Improved plasmablast response after repeated pneumococcal revaccinations following primary immunization with 13-valent pneumococcal conjugate vaccine or 23-valent pneumococcal polysaccharide vaccine in patients with chronic lymphocytic leukemia.

Abstract

Patients with chronic lymphocytic leukemia (CLL) show an immune dysfunction with increased risk of infections and poor response to vaccination. Streptococcus pneumoniae is a common cause of morbidity and mortality in CLL patients. In a previous randomized clinical trial, we found a superior immune response in CLL patients receiving conjugated pneumococcal vaccine compared to non-conjugated vaccine. The response to revaccination in CLL patients is scarcely studied. In this study, early humoral response to repeated revaccinations with pneumococcal vaccines was evaluated, by determination of B cell subsets and plasmablast dynamics in peripheral blood. CLL patients (n=14) and immunocompetent controls (n=31) were revaccinated with a 13-valent pneumococcal conjugate vaccine (PCV13) after previous primary immunization (3-6years ago) with PCV13 or a 23-valent pneumococcal polysaccharide vaccine (PPSV23). Eight weeks after the first revaccination, all CLL patients received a second revaccination with PCV13 or PPSV23. B cell subsets including plasmablasts were analyzed in peripheral blood by flow cytometry, before and after the first and the second revaccination. None of the CLL patients, but all controls, had detectable plasmablasts at baseline (p<0.001). After the first revaccination with PCV13, the plasmablast proportions did not increase in CLL patients (p=0.13), while increases were seen in controls (p<0.001).

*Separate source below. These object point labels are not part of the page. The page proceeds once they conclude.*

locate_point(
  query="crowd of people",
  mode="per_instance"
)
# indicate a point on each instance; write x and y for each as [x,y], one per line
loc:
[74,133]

However, after a second revaccination with PCV13 or PPSV23, plasmablasts increased compared to baseline also in CLL patients (p<0.01). If no response was evident after first revaccination, only a second revaccination with PCV13 increased plasmablasts in contrast to PPSV23 revaccination. Patients with hypogammaglobulinemia and ongoing/previous CLL specific treatment responded poorly, also to a second revaccination. In CLL patients, pneumococcal revaccination induced minor early plasmablast response compared to controls, but the response improved using a strategy of repeated doses with of conjugated T cell dependent pneumococcal vaccine.